ボギーはその筋骨隆々の体躯で大きく斧を振り上げる。
「剛力」。
己の力を高めるそのスキルは、ボギーの戦い方と組み合わせることでその破壊力を極限に高めていた。
振り抜けば全てを破壊するボギーの斧は、今までも多くの魔獣や冒険者たちを手に掛けてきた折り紙付きの威力だ。
狙いはローブをまとった女性。
脳天をかち割るように、勢いよく振り下ろそうとした。
その瞬間。
ボギーの目の前に、掌が突き出されていた。
「寝てな、ド阿呆。」
女性の声がボギーの耳に届いた時、ボギーの顔面はローブの女性の掌に鷲掴みにされていた。
所謂ベアクロー。
ボギーは目を見開く暇もない。
その細い腕の何処から出ているのかという胆力に、ボギーはなすすべなく引き倒される。
そのまま。
”ドガァァァァン”という爆発したような音と共に、身体を震わせる程の衝撃が、ボギーの脳天を直撃する。
「が………………………!?」
ボギーは女性によって、後頭部を木の床に思い切り叩きつけられていた。
その衝撃と同時にボギーは白目を剝き、ぶくぶくと泡を吹いて目の前を真っ黒に染める。
一方のグレイアも手に持った鉈を男性の顔目掛けて振り抜いていた。
グレイアも鉈を器用に使い熟す冒険者であり、男性の冒険者ですら息を巻く程の実力を持っている。
その鉈が刈り取った首の数も数え切れない。
この厳しい顔をした男性も、その中の一人になると。
グレイアはそう、思っていた。
美貌を歪ませ、凶暴な笑みを口元に浮かべたグレイア。
彼女の鉈が、部屋を血で染め上げる。
その筈だった。
「なっ……。」
絶句した。
厳つい顔の男性は、にやりと口の端を上げる。
鉈を振るう筈だった彼女の手首が、男性の腕で止められたのだ。
それだけではない。
男性が腕を弾くと、間髪入れずグレイアの顔面に肘鉄を打ち込まれた。
衝撃と激痛が走り、グレイアは反射的に目を閉じる。
ふらり、と。
グレイアの身体が揺れた。
グレイアの足元から、感覚が消える。
足元を払われたのだと悟るには、時間はかからなかった。
倒れこむ瞬間に、鉈を持った手を強く掴まれる。
倒れる勢いのまま、ぐりんと腕を背中に回された。
背中を押され、腕を背に回されたグレイアは前から勢いよく床に倒れ込んだ。
「かはっ」と、衝撃で肺の空気が漏れ出る。
するとグレイアの身体を押しつぶすかのように、圧がかかった。
「……観念しな、阿婆擦れがよ。」
渋い声が、グレイアの耳に届く。
憲兵の男性が、グレイアの背中にのしかかったのだ。
グレイアが鉈を振るってから、その時間は僅かなもの。
両手首を合わされ、ガチャリと金属音が鳴る。
グレイアはいとも簡単に手錠をその手に掛けられたのだった。
「あ、あ、あああああああああああああああああ!」
絶望、醜態、無力感にプライド。
全てを綯い交ぜにした叫びは、グレイアの白い喉を震わせるだけだった。
蛇腹剣を取り、振り返って一部始終を見ていたギルバートは、あまりの驚愕に目を見張る。

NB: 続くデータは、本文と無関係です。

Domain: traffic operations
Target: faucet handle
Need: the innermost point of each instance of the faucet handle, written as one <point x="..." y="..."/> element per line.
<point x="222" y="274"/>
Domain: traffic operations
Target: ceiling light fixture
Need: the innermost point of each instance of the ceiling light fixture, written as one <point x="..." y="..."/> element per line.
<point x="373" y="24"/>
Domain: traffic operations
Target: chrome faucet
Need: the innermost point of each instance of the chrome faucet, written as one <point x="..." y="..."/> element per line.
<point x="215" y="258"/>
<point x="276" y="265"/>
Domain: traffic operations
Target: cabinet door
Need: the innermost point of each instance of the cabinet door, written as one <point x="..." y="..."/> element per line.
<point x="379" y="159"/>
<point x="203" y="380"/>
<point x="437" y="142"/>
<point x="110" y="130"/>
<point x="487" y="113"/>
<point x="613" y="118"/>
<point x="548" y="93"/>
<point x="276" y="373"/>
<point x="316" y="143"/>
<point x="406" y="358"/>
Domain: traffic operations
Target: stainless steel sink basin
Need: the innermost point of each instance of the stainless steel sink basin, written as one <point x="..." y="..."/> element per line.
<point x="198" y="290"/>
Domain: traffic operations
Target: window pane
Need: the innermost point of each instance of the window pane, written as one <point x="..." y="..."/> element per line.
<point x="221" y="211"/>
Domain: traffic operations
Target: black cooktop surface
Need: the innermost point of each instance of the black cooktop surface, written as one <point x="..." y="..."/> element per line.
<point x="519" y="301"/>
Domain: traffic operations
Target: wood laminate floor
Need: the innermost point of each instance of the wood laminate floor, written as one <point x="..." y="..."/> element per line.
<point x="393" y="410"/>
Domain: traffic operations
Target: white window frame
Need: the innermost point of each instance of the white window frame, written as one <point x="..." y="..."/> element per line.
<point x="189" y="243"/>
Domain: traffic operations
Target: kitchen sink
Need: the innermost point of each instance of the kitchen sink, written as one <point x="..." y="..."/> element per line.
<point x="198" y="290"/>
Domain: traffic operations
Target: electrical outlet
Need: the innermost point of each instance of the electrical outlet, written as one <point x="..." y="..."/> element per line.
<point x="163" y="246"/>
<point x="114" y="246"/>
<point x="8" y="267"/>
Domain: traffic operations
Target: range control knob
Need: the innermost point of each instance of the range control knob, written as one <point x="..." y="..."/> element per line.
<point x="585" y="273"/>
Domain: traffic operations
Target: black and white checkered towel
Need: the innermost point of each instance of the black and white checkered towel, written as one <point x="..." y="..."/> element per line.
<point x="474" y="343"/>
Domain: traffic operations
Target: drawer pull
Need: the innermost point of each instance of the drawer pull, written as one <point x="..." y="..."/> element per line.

(ボギーとグレイアが……呆気なくやられた……?嘘だろ……!?)
腹心たちがあっさりと、僅かな時間で叩きのめされた事実に焦りを隠せない。
威圧する双眸の輝きが、ギルバートの身を竦ませる。
身体が勝手に震えていた。
「さあ、大人しく捕まれや。本当、オメェもいい加減にしやがれ。……抵抗するなら、命の保証は出来ねえからよ。」
「……Sランクだか何だか知らないけどねぇ、お前さんはもう、娑婆には戻ってこれないだろうね。抵抗は無駄だよ。」
近づく二人組の姿が、ギルバートの目には死神のように映っていた。